HBTMap[n_][f_][{0, m_}] := {0, m}
HBTMap[n_][f_][{1, {t1_, t2_}}] := {1, {f[n-1][t1], f[n-1][t2]}}

UToHBT := fcata[HBTMap, UToHBTAlg]
HBTToU := fana[HBTMap, HBTToUCoalg]
In[1] := HBTToU[10]@"*"["*"["*"[5,3],2],"*"["*"[7,6],1]]
In[2] := TreeForm@UToHBT[{0,}]@%
Out[1] :=
  {1, {{1, {{1, {{0, 5}, {0, 3}}}, {0, 2}}}
      ,{1, {{1, {{0, 7}, {0, 6}}}, {0, 1}}}}}

Out[2] :=

A tree of fixed height

The isomorphism splits into two components. The branch case will be empty when the fiber is 0, so we must choose the leaf case. Otherwise, we are free to choose either case, which will both be isomorphic to ℕ.

NatToHBTF[0] := NatToNTimesNat[1]
NatToHBTF[n_]:= XSumsToYSums[{#&, NatToNatTuples[2]}]@*NatToNTimesNat[2]

HBTFToNat[0] := NTimesNatToNat[1]
HBTFToNat[n_]:= NTimesNatToNat[2]@*XSumsToYSums[{#&,NatTuplesToNat}]

NatToHBT[n_] := UToHBT[n]@*fana[HBTMap, NatToHBTF][n]
HBTToNat[n_] := fcata[HBTMap, HBTFToNat][n]@*HBTToU[n]

The functions will only give appropriate outputs when the heights are consistent with the fiber.

In[1] := HBTToNat[20]@"*"["*"["*"[5,3],2],"*"["*"[7,6],1]]
In[2] := NatToHBT[20]@%
Out[1] := 421550887143
Out[2] := "*"["*"["*"[5, 3], 2], "*"["*"[7, 6], 1]]
In[1] := Quiet@HBTToNat[2]@"*"["*"["*"[5,3],2],"*"["*"[7,6],1]]
In[2] := NatToHBT[2]@%
Out[1] := 117168207
Out[2] := "*"["*"[53, 28], "*"[56, 61]]

Final Thoughts

This basic recipe described can be attempted for any dependent type describable as an initial dialgebra, though such a project may not always be successful. By the nature of dependent types, generating an appropriate isomorphism over a fiber will be undecidable in general. For example, various logics over a notion of formula have semantics in terms of dependent types. They are dialgebras fibered over a type of formulas. The simply typed SK combinator calculus/positive implicational calculus, for instance, can be defined as

SK : WFF → Type
	k : ∀p q ∈ WFF .   SK (p ⇒(q⇒p))
	s : ∀p q r ∈ WFF . SK ((p⇒(q⇒r))⇒((p⇒q)⇒(p⇒r)))
	a : ∀p q ∈ WFF .   SK p → S K (p⇒q) → SK q

Leading to a definition as the initial dialgebra over

F(X)=(λp q.1,  λp q r.1,  λp q.X p*X (p⇒q))
G(X)=(λp q.X (p⇒(q⇒p)), λp q r.X ((p⇒(q⇒r))⇒((p⇒q)⇒(p⇒r))), λp q.X q)

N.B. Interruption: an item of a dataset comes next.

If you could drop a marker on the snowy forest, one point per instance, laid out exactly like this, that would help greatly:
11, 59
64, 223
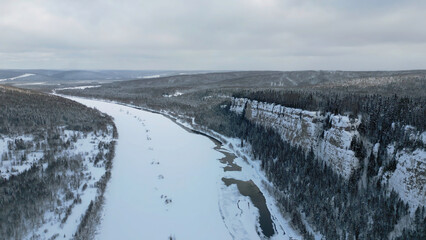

In order to define a Gödel encoding for this type, one would need to define a type family, X w, over well-formed formulas which is isomorphic to SK w for any formula w. This, at the very least, requires deciding if the type defined by w is inhabited. Outside of sufficiently simple logics, this won’t be possible in general. Even when it is possible, formulating the dialgebra in a way that’s amenable to implementation can, itself, be highly nontrivial.

And that’s that. I think there might be a lot of stamp collecting moving forward, but this pretty thoroughly covers a vast swath of mathematical structures that one might care about. This also is a much neater way of encoding quantifiers than what’s usually done.